Singkat cerita, native’s point of view ini yang saya ikuti, termasuk judul simposium yang otentik dari aspirasi pegiat Bangbang Wetan. Manajemen penyiapan acara yang “tidak biasa”, pembagian tugas, desain leaflet dan backdrop, metode koordinasi, pengantaran undangan, hingga hari H acara, semua menggunakan dan mengejawantahkan konsep shodaqoh dan paseduluran yang berbeda sama sekali dengan banyak model manajemen acara yang saya ikuti sebelumnya, baik di kantor maupun di kampus. Bahkan, alasan mengapa formatnya simposium (bukan seminar, workshop, FGD, atau bahkan Sinau Bareng sesuai acara rutin Cak Nun di mana-mana) karena modelnya adalah diskusi ilmiah di kampus yang memungkinkan satu tema khusus dibedah dari berbagai aspek oleh para pakar atau praktisi yang berbeda. Dan untungnya, “paseduluran” ala Maiyah dengan Pak Suko Widodo yang kebetulan tidak hanya sebagai aktivis maiyah Bangbang Wetan, tetapi juga menjabat sebagai Kepala Pusat Informasi dan Humas (PIH) Unair juga memungkinkan kendala teknis acara bisa diselesaikan secara “adat”.

Dengan format simposium, baik pembicara maupun peserta mendapatkan pemahaman baru, yaitu bagaimana posisi Maiyah di tengah sengkarutnya labirin konflik lokal, nasional, bahkan global yang formula resolusinya seolah tidak pernah menyentuh secara serius subjek utama pada setiap konflik sosial yang terjadi, yaitu manusia.

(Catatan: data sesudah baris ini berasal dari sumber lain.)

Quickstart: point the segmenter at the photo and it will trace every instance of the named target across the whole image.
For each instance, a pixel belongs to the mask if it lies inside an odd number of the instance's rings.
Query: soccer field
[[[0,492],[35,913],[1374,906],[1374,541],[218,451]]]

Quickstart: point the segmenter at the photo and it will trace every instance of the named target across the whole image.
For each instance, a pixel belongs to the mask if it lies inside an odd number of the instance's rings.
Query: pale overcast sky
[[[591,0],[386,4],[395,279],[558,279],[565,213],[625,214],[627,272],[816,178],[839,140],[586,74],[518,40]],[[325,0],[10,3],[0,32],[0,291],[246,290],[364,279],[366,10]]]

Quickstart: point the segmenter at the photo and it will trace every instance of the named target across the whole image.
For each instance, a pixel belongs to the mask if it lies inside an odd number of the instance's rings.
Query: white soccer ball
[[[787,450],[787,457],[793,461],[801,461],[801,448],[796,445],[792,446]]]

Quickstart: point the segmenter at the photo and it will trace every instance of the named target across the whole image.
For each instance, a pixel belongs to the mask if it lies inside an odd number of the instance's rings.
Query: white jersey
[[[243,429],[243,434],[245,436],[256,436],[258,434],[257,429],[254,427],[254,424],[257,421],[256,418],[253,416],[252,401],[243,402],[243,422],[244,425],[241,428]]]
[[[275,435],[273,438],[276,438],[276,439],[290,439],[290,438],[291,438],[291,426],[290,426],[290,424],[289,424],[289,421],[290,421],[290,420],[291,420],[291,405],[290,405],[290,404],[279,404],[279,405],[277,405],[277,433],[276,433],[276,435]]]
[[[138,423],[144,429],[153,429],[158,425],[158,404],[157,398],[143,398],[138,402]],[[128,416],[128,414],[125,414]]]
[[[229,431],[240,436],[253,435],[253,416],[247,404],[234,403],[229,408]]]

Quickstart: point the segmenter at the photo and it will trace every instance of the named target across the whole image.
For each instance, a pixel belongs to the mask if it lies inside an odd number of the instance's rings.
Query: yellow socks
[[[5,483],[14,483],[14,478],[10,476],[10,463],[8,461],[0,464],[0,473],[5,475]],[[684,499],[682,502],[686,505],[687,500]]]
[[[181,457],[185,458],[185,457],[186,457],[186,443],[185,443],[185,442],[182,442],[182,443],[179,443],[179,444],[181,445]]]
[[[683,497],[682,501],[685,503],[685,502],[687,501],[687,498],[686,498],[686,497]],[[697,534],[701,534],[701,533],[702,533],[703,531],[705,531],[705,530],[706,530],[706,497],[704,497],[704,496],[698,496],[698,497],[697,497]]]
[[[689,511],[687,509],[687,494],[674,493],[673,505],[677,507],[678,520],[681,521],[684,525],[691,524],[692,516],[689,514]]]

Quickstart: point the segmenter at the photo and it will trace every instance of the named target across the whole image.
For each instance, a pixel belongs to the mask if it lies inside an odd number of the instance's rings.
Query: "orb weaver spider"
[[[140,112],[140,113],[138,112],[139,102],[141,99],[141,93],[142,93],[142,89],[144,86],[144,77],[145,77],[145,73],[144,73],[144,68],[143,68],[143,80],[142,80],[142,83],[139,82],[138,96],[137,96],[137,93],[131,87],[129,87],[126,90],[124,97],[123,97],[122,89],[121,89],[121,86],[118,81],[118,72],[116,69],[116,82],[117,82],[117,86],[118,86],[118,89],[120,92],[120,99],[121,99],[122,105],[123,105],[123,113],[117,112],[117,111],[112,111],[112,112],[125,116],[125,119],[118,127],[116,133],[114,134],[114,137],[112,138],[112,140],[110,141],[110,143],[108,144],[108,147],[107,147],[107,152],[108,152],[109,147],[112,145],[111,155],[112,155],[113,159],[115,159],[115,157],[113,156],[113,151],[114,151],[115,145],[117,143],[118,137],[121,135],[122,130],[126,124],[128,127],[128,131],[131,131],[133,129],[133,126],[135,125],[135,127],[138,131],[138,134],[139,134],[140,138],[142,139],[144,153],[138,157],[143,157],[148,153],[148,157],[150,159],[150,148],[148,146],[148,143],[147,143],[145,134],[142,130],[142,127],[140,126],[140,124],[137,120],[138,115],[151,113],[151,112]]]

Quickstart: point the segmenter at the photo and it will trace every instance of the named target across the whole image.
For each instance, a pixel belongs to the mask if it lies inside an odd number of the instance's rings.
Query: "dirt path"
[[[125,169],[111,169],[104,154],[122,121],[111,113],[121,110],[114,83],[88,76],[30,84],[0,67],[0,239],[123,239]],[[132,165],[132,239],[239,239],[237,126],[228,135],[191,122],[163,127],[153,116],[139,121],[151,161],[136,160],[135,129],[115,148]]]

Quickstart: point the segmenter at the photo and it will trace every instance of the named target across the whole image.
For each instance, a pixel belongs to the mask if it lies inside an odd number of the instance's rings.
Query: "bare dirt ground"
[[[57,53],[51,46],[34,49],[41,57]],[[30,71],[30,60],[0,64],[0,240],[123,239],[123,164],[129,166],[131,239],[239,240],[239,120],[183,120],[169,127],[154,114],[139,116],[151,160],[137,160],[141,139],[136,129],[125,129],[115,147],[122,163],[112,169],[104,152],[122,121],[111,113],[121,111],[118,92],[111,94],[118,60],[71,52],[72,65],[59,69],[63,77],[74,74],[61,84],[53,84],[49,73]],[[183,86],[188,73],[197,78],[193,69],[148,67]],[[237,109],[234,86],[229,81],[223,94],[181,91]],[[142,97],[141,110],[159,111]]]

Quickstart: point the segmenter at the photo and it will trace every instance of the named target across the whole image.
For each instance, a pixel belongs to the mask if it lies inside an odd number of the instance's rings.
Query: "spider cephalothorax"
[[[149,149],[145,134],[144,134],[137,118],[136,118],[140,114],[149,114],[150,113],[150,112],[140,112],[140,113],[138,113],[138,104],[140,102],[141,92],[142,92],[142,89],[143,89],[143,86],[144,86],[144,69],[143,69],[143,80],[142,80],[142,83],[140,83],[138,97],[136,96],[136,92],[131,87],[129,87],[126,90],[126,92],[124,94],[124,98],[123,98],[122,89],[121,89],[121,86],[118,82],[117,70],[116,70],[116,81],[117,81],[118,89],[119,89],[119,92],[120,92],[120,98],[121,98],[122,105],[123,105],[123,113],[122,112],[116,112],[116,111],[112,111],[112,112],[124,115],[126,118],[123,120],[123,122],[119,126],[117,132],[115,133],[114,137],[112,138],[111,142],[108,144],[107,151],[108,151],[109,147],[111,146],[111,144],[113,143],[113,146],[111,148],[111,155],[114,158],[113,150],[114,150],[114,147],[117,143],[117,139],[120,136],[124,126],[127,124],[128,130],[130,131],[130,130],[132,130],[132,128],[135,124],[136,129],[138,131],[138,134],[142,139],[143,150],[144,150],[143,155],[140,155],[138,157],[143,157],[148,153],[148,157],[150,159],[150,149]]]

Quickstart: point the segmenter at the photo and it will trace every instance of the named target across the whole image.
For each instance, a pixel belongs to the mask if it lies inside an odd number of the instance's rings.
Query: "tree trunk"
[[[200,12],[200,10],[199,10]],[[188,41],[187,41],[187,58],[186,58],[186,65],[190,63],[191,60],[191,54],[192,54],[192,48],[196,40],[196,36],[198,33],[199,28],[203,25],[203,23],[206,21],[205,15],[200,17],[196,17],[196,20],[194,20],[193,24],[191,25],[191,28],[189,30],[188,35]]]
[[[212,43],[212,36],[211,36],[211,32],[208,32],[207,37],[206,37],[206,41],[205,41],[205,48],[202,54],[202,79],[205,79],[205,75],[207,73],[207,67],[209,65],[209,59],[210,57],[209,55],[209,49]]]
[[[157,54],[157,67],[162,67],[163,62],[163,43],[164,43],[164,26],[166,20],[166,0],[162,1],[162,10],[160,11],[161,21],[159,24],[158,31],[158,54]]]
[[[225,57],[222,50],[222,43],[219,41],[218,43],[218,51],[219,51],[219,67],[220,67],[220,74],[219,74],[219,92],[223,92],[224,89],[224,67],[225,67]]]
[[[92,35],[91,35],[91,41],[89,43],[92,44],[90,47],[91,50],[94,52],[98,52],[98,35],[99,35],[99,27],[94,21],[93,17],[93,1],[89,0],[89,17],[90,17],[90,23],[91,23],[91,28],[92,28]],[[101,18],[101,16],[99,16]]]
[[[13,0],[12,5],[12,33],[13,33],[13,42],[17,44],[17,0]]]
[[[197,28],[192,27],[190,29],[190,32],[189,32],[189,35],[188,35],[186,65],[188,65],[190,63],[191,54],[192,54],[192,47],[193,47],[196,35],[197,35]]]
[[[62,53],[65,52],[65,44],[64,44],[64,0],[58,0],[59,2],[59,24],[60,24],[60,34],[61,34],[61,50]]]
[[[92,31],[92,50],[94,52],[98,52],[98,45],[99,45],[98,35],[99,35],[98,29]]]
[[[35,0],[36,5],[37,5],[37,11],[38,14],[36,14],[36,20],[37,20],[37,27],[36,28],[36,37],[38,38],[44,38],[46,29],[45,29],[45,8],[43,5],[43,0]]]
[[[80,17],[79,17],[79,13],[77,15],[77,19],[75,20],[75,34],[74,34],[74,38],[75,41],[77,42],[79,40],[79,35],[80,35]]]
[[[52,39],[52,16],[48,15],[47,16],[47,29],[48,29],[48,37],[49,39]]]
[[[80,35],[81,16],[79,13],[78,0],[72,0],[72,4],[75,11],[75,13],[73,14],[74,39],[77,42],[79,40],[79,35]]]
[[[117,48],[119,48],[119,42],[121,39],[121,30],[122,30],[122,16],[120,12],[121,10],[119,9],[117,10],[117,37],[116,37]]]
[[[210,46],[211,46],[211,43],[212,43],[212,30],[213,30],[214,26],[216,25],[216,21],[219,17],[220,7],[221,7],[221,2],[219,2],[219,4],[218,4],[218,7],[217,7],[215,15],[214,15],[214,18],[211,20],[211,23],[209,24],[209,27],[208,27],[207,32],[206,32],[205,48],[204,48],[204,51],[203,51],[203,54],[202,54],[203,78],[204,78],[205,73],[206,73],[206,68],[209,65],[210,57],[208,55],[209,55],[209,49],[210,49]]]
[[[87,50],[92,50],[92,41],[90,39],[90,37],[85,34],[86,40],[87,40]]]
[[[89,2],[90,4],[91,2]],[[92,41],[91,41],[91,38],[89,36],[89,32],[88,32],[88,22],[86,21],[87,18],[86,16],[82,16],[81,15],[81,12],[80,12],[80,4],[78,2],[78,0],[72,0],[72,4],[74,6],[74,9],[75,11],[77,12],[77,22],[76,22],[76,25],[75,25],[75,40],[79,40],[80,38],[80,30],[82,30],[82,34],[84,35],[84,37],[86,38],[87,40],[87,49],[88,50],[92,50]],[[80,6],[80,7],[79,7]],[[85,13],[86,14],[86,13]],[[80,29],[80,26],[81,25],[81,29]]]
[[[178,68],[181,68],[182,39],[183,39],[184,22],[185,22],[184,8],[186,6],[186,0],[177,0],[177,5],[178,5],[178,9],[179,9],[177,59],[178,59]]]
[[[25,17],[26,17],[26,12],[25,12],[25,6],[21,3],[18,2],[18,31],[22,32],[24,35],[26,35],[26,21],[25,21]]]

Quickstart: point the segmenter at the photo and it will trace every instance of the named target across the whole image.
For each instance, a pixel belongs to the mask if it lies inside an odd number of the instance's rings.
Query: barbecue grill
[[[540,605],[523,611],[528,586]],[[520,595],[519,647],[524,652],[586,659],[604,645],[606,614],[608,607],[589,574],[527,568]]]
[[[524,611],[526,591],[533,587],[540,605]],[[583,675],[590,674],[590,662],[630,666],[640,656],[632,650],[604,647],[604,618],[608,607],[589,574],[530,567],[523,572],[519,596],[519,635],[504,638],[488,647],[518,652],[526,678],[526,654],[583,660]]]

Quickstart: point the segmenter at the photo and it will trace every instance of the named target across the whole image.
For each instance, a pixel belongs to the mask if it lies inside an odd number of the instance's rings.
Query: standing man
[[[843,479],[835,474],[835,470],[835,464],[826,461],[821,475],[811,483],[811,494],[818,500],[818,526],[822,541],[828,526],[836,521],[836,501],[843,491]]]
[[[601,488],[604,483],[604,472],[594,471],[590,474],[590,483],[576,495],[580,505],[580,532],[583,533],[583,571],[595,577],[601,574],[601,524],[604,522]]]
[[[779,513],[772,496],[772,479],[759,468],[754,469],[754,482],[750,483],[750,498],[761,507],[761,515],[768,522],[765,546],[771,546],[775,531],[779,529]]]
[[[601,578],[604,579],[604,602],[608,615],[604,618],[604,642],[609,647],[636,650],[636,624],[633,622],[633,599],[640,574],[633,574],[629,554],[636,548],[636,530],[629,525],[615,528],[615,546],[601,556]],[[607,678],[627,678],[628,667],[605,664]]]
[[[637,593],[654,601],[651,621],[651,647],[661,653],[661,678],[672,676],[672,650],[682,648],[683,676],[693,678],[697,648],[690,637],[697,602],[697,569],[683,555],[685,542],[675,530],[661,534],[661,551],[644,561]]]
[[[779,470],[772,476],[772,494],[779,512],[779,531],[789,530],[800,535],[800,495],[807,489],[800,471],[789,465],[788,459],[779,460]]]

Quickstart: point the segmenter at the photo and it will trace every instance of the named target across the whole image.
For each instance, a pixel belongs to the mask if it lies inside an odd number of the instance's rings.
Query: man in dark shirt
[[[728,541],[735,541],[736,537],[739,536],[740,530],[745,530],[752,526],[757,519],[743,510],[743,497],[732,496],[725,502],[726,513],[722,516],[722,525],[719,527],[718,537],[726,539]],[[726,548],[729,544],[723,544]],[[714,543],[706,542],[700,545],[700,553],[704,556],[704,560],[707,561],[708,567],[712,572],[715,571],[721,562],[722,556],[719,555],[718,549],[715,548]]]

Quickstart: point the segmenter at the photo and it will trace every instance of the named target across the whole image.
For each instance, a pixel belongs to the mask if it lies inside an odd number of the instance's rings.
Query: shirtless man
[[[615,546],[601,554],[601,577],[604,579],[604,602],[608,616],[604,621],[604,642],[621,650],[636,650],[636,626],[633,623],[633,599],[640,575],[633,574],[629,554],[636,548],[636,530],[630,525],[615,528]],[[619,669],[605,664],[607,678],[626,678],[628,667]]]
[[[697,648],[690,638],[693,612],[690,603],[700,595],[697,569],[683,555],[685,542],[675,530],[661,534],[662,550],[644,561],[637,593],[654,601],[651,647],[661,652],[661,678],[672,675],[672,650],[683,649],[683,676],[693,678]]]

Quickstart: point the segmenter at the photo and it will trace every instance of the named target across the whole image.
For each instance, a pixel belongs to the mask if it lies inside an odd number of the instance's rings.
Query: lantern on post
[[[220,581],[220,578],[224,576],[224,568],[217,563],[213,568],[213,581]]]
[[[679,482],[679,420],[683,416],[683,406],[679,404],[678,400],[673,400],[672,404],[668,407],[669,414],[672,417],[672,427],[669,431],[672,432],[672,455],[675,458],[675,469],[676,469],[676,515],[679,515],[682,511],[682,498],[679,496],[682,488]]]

Lengkap dari aspek tata kelola logikanya, etikanya, dan estetikanya.

Sangat jamak kita jumpai fakta bahwa pendekatan pencegahan, penanganan, dan resolusi konflik di manapun, yang disasar adalah atributnya. Mulai dari agama, etnis, kelompok, golongan, strata sosial dan ekonomi, bahkan teknologi dan “baju-baju” yang lain. Pun jika yang digarap adalah pelaku utamanya atau orangnya, terlalu sering treatment yang dilakukan hanya terfokus pada bagian kecil dari kebutuhan si subjek yang berkonflik. Entah itu hanya sisi psikologisnya saja, ekonominya saja, sosialnya saja, spiritualnya saja, atau sekadar rumahnya saja secara terpisah-pisah. Dan celakanya, resolusi konflik dari Dewan Keamanan PBB untuk menjaga perdamaian dunia juga menggunakan formula parsial serupa. Lemah di aspek etika dan estetika, bahkan nir spiritual.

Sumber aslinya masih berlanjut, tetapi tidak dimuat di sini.